In view of the success of our new synthesis methodology regarding the use of co-structure directing agents (co-SDA) in zeolite synthesis, and in a search for the discovery of new stable ferrierite-type layered materials, which are useful precursors for the productions of shape-selective catalysts, we have further explored the use of co-SDAs by using a new cation, tetraethylammonium (TEA), as co-SDA together with the larger 1-benzyl-1-methylpyrrolidinium cation (bmp). As a result, layered ferrierite-type materials with a large interlayer separation have been obtained.

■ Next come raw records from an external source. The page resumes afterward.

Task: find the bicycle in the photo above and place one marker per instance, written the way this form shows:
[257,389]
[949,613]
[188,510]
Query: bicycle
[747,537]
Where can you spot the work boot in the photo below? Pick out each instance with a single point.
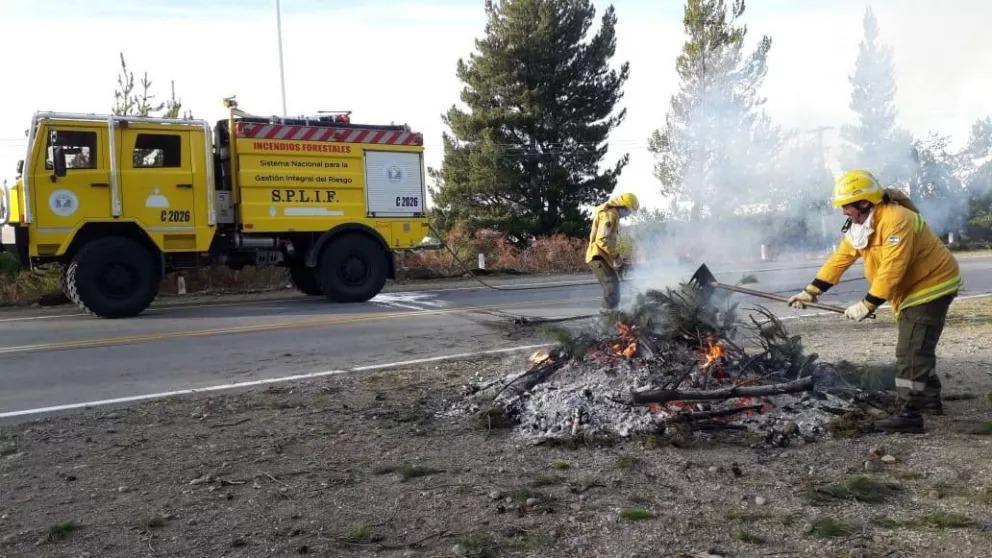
(907, 421)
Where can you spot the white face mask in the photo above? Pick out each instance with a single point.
(858, 235)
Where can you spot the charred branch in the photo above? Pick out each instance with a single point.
(665, 395)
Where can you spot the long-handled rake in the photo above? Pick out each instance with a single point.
(706, 282)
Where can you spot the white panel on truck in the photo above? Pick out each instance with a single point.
(394, 183)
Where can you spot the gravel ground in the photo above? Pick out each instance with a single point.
(366, 465)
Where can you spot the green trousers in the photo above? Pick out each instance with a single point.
(919, 331)
(610, 281)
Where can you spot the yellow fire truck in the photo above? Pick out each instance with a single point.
(119, 201)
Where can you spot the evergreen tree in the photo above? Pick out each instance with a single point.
(876, 143)
(717, 145)
(935, 184)
(977, 176)
(128, 100)
(540, 100)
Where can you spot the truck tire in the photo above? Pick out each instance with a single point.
(113, 277)
(64, 284)
(305, 279)
(353, 268)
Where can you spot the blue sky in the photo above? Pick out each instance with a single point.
(394, 60)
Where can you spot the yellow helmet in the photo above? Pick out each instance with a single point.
(854, 186)
(627, 200)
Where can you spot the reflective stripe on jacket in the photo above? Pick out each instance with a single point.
(905, 262)
(603, 235)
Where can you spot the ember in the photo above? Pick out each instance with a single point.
(625, 344)
(713, 352)
(539, 356)
(674, 365)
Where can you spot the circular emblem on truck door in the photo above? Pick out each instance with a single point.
(63, 203)
(394, 174)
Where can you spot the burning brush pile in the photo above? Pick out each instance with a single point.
(675, 366)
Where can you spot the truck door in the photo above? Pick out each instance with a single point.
(157, 180)
(62, 203)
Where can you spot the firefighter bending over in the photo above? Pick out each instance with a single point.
(602, 255)
(905, 264)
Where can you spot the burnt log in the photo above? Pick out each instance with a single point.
(665, 395)
(710, 415)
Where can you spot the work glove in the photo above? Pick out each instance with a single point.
(807, 295)
(859, 310)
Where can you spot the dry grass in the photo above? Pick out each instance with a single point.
(550, 254)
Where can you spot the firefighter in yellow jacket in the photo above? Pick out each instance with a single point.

Interestingly, in contrast to the ferrierite layered materials obtained with quinuclidine and bmp using the same approach, these layered materials are stable in time, i.e., an increase of the crystallisation time does not lead in this case to an approach of the layers to finally yield a more condensed ferrierite (FER) structure, as was the case for the materials obtained with quinuclidine. A complementary computational study allowed us to gain insights into the mechanism of crystallisation of ferrierite-type materials in this system. Simulation results evidenced that the inability of TEA to direct the synthesis of the fully-condensed structure is due to the large size of the TEA cations that can be accommodated neither in the cavities nor in the 10 MR channels of the fully-condensed FER structure. Instead, the simulations show that the most stable situation for the accommodation of this co-SDA in the ferrierite cavities is reached when the FER layers are separated at an interlayer distance of ∼2 Å, in close agreement with the experimental findings.